In verband hiermee bepalen de veiligheidsregels voor de werking van elektrische installaties de beschermende maatregelen die moeten worden genomen om de veiligheid te waarborgen bij het werken aan bovenleidingen. Veiligheidsmaatregelen worden ook vermeld als een apart item in omstandigheden waarin aarding niet helpt om de waarde van het geïnduceerde potentiaal van de losgekoppelde draden te verminderen tot onder 25 volt.
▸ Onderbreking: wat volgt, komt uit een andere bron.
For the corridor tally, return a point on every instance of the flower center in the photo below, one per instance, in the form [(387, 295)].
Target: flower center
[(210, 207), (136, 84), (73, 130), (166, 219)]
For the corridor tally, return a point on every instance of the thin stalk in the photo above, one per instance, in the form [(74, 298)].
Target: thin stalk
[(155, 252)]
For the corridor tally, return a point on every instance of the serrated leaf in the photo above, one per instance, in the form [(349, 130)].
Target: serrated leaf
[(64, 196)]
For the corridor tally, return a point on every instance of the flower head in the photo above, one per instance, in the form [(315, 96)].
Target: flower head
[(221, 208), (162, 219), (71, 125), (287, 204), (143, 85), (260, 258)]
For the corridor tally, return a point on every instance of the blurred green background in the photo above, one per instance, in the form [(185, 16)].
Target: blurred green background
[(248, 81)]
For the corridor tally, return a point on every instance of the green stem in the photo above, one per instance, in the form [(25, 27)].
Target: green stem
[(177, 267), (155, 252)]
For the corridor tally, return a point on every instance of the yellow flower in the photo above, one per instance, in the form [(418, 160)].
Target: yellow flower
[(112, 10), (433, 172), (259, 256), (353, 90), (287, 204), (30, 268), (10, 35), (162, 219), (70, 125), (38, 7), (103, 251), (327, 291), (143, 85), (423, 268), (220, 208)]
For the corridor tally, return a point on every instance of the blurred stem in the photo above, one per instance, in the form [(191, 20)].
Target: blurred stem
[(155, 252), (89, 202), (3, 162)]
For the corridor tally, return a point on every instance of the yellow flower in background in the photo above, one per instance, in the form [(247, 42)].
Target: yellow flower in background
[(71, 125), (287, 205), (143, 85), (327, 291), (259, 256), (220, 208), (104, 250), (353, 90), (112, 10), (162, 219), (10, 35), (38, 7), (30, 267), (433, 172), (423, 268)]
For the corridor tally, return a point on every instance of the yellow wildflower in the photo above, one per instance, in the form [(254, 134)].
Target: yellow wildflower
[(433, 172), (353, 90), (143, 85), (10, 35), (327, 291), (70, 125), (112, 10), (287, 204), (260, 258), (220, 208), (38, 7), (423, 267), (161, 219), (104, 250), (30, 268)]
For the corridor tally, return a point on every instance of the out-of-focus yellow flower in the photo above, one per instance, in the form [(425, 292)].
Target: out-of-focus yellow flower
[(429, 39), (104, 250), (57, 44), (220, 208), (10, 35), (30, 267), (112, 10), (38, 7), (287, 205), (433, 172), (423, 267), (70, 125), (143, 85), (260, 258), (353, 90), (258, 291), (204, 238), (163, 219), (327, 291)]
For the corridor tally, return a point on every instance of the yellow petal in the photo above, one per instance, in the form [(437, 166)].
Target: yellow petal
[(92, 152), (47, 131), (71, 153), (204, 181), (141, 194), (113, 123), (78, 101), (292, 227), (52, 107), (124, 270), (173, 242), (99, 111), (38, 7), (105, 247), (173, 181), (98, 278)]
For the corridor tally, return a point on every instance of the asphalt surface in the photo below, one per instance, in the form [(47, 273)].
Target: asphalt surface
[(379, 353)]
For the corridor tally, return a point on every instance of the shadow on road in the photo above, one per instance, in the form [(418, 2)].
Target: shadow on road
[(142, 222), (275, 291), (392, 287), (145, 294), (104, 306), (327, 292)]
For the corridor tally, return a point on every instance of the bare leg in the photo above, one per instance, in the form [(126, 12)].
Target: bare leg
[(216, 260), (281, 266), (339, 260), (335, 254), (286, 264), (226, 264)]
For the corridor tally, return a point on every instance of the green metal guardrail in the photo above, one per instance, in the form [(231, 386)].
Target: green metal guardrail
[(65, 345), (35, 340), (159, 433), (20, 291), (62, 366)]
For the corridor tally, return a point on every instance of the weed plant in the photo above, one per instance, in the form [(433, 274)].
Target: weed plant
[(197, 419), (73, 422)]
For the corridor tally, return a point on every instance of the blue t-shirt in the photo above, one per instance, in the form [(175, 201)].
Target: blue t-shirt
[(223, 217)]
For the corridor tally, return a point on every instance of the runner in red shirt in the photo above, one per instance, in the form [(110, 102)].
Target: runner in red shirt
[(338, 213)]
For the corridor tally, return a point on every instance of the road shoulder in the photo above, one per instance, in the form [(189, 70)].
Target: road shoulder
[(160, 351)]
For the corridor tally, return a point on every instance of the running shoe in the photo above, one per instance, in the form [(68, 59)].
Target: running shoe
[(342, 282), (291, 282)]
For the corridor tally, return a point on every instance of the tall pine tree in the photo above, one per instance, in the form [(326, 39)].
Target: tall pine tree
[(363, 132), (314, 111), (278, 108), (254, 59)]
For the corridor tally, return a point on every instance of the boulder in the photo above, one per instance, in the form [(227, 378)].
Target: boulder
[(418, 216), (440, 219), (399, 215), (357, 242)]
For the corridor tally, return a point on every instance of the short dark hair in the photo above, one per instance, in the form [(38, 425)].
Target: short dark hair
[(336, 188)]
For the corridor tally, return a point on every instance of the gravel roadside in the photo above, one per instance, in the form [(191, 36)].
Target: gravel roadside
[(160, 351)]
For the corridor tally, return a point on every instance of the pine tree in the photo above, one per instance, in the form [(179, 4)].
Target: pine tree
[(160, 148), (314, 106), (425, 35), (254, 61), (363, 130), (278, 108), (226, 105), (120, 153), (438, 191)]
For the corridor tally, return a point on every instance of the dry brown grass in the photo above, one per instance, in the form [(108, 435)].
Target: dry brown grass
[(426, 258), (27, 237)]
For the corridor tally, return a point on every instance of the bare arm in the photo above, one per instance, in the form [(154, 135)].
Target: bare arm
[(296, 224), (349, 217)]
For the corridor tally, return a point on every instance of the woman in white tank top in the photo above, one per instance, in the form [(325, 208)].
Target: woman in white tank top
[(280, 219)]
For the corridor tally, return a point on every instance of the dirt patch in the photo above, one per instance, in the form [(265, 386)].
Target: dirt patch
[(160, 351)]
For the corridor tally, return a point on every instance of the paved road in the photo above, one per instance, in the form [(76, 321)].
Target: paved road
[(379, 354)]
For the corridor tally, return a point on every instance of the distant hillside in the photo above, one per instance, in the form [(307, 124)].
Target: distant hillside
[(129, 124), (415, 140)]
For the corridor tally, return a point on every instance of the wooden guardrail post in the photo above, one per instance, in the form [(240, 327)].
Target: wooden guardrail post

Ondertussen ervaren onderhoudspersoneel af en toe een elektrische schok als gevolg van geïnduceerde spanning. Dit gebeurt door een gebrek aan begrip van de ware aard van geïnduceerde spanning, hoe het ontstaat, wat het mechanisme is. Het gevaar blijft op de een of andere manier bestaan, want zelfs het aanraken van een goed geaarde geleider die gevoelig is voor spanningsinductie van een aangrenzende lijn kan een persoon elektrocuteren.
De conclusie is dat elke bovenleiding die parallel loopt aan andere bovenleidingen voortdurend de inductieve werking ervaart van naburige lijnen waarvan de potentiaal erop wordt geïnduceerd.
De elektromagnetische velden van de lijnen interageren met elkaar, terwijl de waarde van de geïnduceerde spanning wordt geassocieerd met zowel de bedrijfsspanning als de belastingsstroom, evenals de afstand tussen de fasegeleiders van de lijnen, naast de lengte van de sectie waarlangs deze geleiders parallel lopen is significant. In elk van de lijnen wordt een potentiaal geïnduceerd, dat uit twee componenten bestaat: elektrostatische en elektromagnetische interacties.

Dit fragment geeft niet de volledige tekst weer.